Presence of an asymptomatic pre-cancerous phase in natural history of oral cancers provides tremendous confidence in screening for its prevention and early detection. But the global evaluations do not recommend screening due to inadequate evidence on its efficacy [1,2,3]. These evaluations also pointed out limitations in understanding of its natural history, including effectiveness of management of oral potentially malignant disorders (OPMD). High-economy countries do not consider oral cancer a priority, and thus the onus of evaluating the role of screening for oral cancer is on countries like India. Recent global evaluations were largely based on the reports of one Indian randomized controlled trial with 3-yearly cycle of oral cancer screening [4]. This 15-yearlong study did not show any decrease in incidence rates of the disease but showed an advantage in decrease in mortality rate among high-risk population (tobacco and/or alcohol users). Interestingly, the annual oral cancer screening of Cuba [5] and the 2-yearly screening of Taiwan among tobacco users [6] also failed to demonstrate any reduction in incidence rate, although some advantage in mortality was demonstrated.

To understand this phenomenon, one should revisit the natural history of oral cancer, wherein risk-factors may cause OPMDs that may progress to invasive cancer. The component of disease causation can be divided into a sub-clinical (OPMD and early malignant stage) and a clinical phase (malignant stage). Thus, the sub-clinical stage (when screening can be effective) will have two stages. First is the OPMD stage, wherein the current comprehensive management guidelines aim at their detection, adequate treatment (including complete cessation of tobacco use), and pro-active follow-up for detection of recurrent or new lesions. This action if successful is likely to result in reduction of incidence of oral cancers. This decreased incidence will automatically result in decreased mortality rate. This is mainly because of the fact that oral cancer screening is unique compared to screening of any other disease.

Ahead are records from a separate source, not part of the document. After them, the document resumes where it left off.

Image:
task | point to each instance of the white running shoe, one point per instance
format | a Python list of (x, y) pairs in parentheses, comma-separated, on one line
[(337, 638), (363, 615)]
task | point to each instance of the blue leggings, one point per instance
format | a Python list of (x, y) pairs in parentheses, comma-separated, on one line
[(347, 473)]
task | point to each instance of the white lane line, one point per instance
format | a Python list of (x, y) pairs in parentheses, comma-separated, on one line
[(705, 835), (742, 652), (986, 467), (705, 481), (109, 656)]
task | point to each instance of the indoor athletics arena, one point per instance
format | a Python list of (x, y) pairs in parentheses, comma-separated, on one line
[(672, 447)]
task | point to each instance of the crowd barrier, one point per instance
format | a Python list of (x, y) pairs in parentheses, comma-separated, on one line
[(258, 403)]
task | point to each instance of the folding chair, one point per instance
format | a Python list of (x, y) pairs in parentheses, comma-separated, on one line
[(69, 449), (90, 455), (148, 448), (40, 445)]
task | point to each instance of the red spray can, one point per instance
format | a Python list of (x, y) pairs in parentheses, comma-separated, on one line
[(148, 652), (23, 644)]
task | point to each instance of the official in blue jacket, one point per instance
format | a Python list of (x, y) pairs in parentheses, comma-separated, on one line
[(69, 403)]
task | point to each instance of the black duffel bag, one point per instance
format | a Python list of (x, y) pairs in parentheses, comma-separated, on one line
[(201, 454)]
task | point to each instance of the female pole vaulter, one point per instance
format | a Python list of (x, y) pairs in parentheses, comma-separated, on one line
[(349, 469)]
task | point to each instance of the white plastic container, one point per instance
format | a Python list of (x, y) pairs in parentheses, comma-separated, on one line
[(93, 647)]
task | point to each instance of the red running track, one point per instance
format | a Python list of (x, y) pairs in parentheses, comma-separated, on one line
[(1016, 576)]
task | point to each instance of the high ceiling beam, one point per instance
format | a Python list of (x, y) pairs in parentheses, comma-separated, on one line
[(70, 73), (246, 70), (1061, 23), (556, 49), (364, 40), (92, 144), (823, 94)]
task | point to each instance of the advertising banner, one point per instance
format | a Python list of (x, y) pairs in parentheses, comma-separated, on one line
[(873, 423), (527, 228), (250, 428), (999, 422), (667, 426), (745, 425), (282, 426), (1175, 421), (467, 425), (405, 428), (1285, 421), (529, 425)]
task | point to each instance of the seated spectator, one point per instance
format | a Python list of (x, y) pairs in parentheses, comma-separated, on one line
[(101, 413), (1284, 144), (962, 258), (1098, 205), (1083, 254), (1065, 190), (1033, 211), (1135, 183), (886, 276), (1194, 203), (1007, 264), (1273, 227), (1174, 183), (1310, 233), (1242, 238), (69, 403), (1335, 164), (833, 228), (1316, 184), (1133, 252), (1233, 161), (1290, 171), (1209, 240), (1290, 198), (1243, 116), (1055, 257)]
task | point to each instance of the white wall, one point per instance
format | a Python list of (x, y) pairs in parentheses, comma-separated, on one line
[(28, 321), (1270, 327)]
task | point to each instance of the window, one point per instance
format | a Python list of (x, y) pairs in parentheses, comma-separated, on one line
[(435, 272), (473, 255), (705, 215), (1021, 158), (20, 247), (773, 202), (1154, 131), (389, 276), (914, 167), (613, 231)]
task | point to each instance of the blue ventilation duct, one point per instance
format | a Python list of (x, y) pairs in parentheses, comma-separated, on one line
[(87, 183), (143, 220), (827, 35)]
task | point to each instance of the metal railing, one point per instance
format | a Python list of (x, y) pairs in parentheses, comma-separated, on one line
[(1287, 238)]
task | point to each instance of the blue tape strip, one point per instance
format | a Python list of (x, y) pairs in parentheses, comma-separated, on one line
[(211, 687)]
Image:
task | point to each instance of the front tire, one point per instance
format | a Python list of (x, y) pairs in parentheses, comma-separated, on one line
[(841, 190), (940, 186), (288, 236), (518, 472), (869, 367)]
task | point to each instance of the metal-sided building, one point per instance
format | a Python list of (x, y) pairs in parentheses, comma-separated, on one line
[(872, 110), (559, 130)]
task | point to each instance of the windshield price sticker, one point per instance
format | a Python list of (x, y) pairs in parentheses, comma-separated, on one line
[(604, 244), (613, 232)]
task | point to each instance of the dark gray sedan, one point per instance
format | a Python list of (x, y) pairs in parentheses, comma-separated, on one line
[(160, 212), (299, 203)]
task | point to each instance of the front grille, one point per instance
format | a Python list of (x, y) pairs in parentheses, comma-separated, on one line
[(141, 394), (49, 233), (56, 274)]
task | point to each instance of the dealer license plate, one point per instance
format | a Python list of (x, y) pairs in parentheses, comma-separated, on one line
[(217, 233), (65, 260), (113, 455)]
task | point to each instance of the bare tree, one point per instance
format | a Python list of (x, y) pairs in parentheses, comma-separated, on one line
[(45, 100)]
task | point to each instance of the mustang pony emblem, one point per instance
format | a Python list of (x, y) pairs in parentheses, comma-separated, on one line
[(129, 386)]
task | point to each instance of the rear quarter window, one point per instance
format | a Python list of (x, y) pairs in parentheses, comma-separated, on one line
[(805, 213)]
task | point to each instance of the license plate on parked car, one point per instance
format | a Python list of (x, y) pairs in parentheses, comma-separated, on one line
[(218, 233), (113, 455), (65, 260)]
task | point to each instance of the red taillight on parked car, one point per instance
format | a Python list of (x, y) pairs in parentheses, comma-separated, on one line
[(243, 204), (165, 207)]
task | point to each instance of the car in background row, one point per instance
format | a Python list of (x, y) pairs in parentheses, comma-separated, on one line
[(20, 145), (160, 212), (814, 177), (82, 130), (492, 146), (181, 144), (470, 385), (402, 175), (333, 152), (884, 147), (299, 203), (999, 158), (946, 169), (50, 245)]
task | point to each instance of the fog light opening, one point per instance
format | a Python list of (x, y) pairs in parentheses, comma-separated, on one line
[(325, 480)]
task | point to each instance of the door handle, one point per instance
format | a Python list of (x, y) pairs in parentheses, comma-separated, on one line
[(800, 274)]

Besides early detection of oral cancer, the major underlying objective of oral cancer screening is primary prevention through detection and treatment of OPMDs. Brief intervention on advice by clinician to quit tobacco is known to be effective [7, 8]. Invasive malignancy has already occurred during the second stage of sub-clinical phase. Adequately spaced screening cycles can detect these lesions at early stage, where treatment is highly effective and thus prevents mortality. But intervention at this stage will not decrease incidence rate (new cancer cases) of oral cancer, because these cases will enter the cancer registry records. The results from oral cancer screening studies suggest a possible role in the second sub-clinical stage leading to mortality reduction, but not at the first sub-clinical stage of OPMD. In the absence of screening program, majority of the patients are expected to present during clinical-symptomatic phase, when lower survival and lower quality of life is expected. A large number of tobacco users do present to their surgeon or dentist without visible OPMD. These cases are likely to be labeled as normal and merely receive a nominal advice to quit tobacco.

Thus, the gap in knowledge on causation/progression of oral cancer relates to the OPMD stage. In view of central role of surgery in management of OPMDs, surgeons and dentists can contribute tremendously to the existing knowledge. Compliance to initial (or one-time) participation for examination has been considered as sufficient to suggest the efficacy of screening. But screening is a process with clinical examination just being the first step. To be successful, compliance to referral for adequate treatment is also necessary. The treatment should also not result in recurrence and/or development of new lesions. The Indian oral cancer screening study achieved 92% participation for examination, but compliance to subsequent steps was low [4]. Not all OPMD patients were selected for biopsy, preference being given for non-homogenous leukoplakia [9]. Less than half of these were treated, and the criteria were not standardized. After 12 to 37 months follow-up of treated OPMDs, 75% remained disease-free, but characteristics of those developing recurrence or new lesions were not provided. Reasons for non-compliance were also not available. Thus, there is a need to fill gaps in knowledge on these aspects, which can help in determining the exact role of screening in control of oral cancer.

It may not be gainful to perform community-based epidemiological studies for this purpose, due to involved time and cost. Clinic-based studies can accomplish similar results, if planned and analyzed carefully. Such follow-up studies on treated OPMD cases should be pro-active to minimize loss to follow, through telephone or mail contact. Understanding the reasons for recurrence, if the surgery covered the entire at-risk area/depth, assessment of the role of genetic constitution or changes may be just some of the important questions to be answered. How long one needs to follow up before one can be considered as free of OPMD (with or without changes in tobacco habits) is also an important question. Identification of newer and more effective treatment strategies will of course be an area of direct interest for surgeons and dentists.

Surgeons and dental surgeons can surely play a vital role in finding these answers but they will need help from other specialties, like epidemiology, statistics, pathology, genetics, etc. Thus, there is a need to develop inter-disciplinary teams that can identify and answer current dilemmas through carefully planned and unbiasedly interpreted studies.